Beyaz Atlı Prens (!)

Beyaz Atlı Prens (!)

Gülcan Şenyuvalı’nın Beyaz Atlı Prens(!) başlıklı kişisel sergisi, 20 Nisan 2022 tarihine kadar Ferda Art Platform’un sergi mekanında görülebilecek. Bir tuval, bir enstalasyon ve 17 adet kumaş üzerine işleme işini barındıran sergi, işaret ettiği mesele ile de ayrıca dikkat çekici: Masallar ve toplumsal cinsiyet…

Beyaz Atlı Prens (!), masalları barındırdıkları cinsiyetçi ögeler üzerinden okuyarak bir soru soruyor:

‘’Şiddetin izlerini, küçük çocuklara rol model olan bu öykülerde aramak sizce çok mu abartılı olur?’’

Sergide masallar ve içerdikleri cinsiyetçi unsurlara yönelik dolaysız bir anlatı olduğu söylenemez. İşlerde genellikle kız çocuğu portrelerine yer veriliyor. Fakat seçkinin bir bölümünde kadına yönelik şiddetin soğuk gerçekliği ve politik altyapısı bir masal göndermesi ile çarpıcı bir şekilde gözler önüne seriliyor.

Beyaz Atlı Prens (!)
Beyaz Atlı Prens (!), 416/2021

Sergi alanında gezerken yerde uzanan bir cesedi çağrıştıran 416/2021 adlı yerleştirmeyle karşı karşıya geliyorsunuz. 416 adet kalp figüründen oluşan bu çalışma, Anıt Sayaç projesinden alınan verilere dayanarak 2021 yılı içerisinde öldürülen 416 kadına ithafen yapılmış. Katili de pek uzakta aramanıza gerek yok…

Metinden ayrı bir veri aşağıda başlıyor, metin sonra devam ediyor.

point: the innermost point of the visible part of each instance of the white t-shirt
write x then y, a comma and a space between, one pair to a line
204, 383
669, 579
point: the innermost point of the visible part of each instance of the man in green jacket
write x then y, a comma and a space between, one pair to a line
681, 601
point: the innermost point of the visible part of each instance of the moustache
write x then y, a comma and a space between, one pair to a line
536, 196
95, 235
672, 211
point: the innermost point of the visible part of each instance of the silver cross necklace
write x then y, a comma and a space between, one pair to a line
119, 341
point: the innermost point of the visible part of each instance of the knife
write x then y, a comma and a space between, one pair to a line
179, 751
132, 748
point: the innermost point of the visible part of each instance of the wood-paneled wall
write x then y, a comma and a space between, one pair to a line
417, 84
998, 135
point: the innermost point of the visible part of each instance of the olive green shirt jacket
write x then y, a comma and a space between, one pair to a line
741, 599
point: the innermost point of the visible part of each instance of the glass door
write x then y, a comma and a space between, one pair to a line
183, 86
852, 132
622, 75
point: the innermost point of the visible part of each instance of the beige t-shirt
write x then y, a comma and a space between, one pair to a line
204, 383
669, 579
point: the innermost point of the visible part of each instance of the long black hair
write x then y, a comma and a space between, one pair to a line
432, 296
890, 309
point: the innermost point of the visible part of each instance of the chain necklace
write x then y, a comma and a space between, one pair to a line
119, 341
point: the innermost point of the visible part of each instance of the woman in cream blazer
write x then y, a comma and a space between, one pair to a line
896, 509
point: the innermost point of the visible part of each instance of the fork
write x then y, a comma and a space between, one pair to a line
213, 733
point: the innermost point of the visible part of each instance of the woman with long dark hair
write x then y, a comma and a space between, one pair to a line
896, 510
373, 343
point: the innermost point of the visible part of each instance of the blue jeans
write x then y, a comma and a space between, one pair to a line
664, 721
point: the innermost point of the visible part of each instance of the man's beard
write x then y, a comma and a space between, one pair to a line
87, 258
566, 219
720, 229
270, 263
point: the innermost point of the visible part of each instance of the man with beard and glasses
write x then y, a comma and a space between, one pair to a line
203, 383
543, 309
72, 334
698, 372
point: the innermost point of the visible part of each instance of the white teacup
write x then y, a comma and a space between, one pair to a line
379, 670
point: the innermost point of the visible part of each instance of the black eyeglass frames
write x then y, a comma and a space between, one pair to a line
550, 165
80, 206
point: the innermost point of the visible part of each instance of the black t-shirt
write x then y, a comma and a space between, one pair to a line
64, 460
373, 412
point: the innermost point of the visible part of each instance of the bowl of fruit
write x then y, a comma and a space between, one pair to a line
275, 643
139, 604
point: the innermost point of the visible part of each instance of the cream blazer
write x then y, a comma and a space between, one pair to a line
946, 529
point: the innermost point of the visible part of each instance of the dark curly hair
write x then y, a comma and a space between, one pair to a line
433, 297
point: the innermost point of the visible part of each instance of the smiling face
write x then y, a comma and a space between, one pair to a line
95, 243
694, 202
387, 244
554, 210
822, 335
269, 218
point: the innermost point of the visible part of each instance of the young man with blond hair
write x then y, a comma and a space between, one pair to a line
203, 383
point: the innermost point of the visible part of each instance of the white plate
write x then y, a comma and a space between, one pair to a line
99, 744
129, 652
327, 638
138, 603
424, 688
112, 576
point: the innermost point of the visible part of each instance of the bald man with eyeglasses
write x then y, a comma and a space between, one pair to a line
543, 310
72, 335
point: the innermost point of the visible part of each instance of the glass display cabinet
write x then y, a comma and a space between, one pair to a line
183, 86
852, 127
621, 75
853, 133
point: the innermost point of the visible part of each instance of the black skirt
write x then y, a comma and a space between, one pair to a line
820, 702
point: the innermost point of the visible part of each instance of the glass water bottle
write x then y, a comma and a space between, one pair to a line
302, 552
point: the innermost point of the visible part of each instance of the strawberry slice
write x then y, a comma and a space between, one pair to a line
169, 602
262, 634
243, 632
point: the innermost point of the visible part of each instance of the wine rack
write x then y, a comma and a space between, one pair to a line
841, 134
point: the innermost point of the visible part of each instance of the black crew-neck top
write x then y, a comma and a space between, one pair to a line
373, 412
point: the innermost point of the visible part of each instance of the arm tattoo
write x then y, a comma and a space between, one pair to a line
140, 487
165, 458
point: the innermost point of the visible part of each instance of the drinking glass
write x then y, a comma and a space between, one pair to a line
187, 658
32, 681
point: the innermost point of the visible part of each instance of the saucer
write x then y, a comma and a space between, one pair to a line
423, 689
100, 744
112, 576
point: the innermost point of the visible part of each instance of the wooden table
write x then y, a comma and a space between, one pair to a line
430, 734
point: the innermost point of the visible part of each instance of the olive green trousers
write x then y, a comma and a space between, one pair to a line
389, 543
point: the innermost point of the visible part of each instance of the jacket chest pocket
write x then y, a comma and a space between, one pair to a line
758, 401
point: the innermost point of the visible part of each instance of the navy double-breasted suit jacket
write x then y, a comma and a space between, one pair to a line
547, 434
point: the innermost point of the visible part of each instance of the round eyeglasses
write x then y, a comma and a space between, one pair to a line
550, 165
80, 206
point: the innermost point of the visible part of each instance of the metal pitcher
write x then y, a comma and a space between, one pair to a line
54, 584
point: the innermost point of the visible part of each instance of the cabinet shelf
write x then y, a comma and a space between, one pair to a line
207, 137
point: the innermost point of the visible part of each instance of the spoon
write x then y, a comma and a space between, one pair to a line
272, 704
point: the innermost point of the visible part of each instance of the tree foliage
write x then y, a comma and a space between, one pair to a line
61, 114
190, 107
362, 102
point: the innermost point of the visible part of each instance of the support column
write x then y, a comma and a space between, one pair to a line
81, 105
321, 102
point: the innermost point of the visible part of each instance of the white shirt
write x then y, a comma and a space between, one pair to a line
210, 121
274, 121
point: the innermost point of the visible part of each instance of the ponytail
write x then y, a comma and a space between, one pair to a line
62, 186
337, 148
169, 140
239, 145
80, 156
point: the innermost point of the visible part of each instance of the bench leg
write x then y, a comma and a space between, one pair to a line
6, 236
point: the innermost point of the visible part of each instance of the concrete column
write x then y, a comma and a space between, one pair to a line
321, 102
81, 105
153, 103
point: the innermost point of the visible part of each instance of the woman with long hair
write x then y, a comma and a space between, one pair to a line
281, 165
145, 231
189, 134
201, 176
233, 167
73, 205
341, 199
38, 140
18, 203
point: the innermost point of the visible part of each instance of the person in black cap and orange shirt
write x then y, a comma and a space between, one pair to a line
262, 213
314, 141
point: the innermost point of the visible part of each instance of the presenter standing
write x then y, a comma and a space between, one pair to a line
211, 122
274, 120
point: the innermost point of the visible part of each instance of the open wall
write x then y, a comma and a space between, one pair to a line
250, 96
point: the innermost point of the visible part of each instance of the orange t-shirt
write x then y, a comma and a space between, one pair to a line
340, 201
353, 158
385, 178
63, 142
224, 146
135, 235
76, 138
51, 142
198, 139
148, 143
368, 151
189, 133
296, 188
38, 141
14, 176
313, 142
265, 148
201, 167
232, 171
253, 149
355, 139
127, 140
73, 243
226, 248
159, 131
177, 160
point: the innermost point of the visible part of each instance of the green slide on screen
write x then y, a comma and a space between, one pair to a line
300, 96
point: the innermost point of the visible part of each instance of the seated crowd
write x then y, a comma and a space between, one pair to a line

Katili bu yerleştirmenin hemen karşısında, seçkideki bütün eserlerin aksine altın renkli çerçeve ile süslenmiş ve dramatik bir ışığın altında bekler şekilde buluyorsunuz. Kumaş üzerine nakış tekniği ile yapılan bu çalışmanın adı Mavi Sakal.

Beyaz Atlı Prens (!)
Beyaz Atlı Prens (!), Mavi Sakal

Mavi Sakal, Charles Perrault tarafından kaleme alınmış bir masal kahramanıdır. Masalda Mavi Sakal; varlıklı, sürekli evlenen ve eşleri evlendikten kısa bir süre sonra ortadan kaybolan bir adamdır. Bir gün bir yolculuğa çıkarken eşine şatodaki bütün odaların anahtarlarını verir ve fakat bir odaya girmemesi hususunda da onu tembihler. Masal bu ya, kızcağız merakına yenik düşer ve o odaya girer. Oda, Mavi Sakal’ın eski eşlerinin bedenleri ile doludur. Kız korkar ve anahtarı yere düşürür. Mavi Sakal eve döndüğünde anahtarın kana bulandığını fark eder ve bu eşini de öncekilerin arasına ekler. Tabii masalın farklı versiyonlarda anlatıldığına da rastlayabiliriz. Bunlardan en masum olanı kızın abileri tarafından son anda kurtarıldığıdır. Ama fark ettiyseniz orada da kızcağız kurtulmak için bir grup erkeğe ihtiyaç duymuştur…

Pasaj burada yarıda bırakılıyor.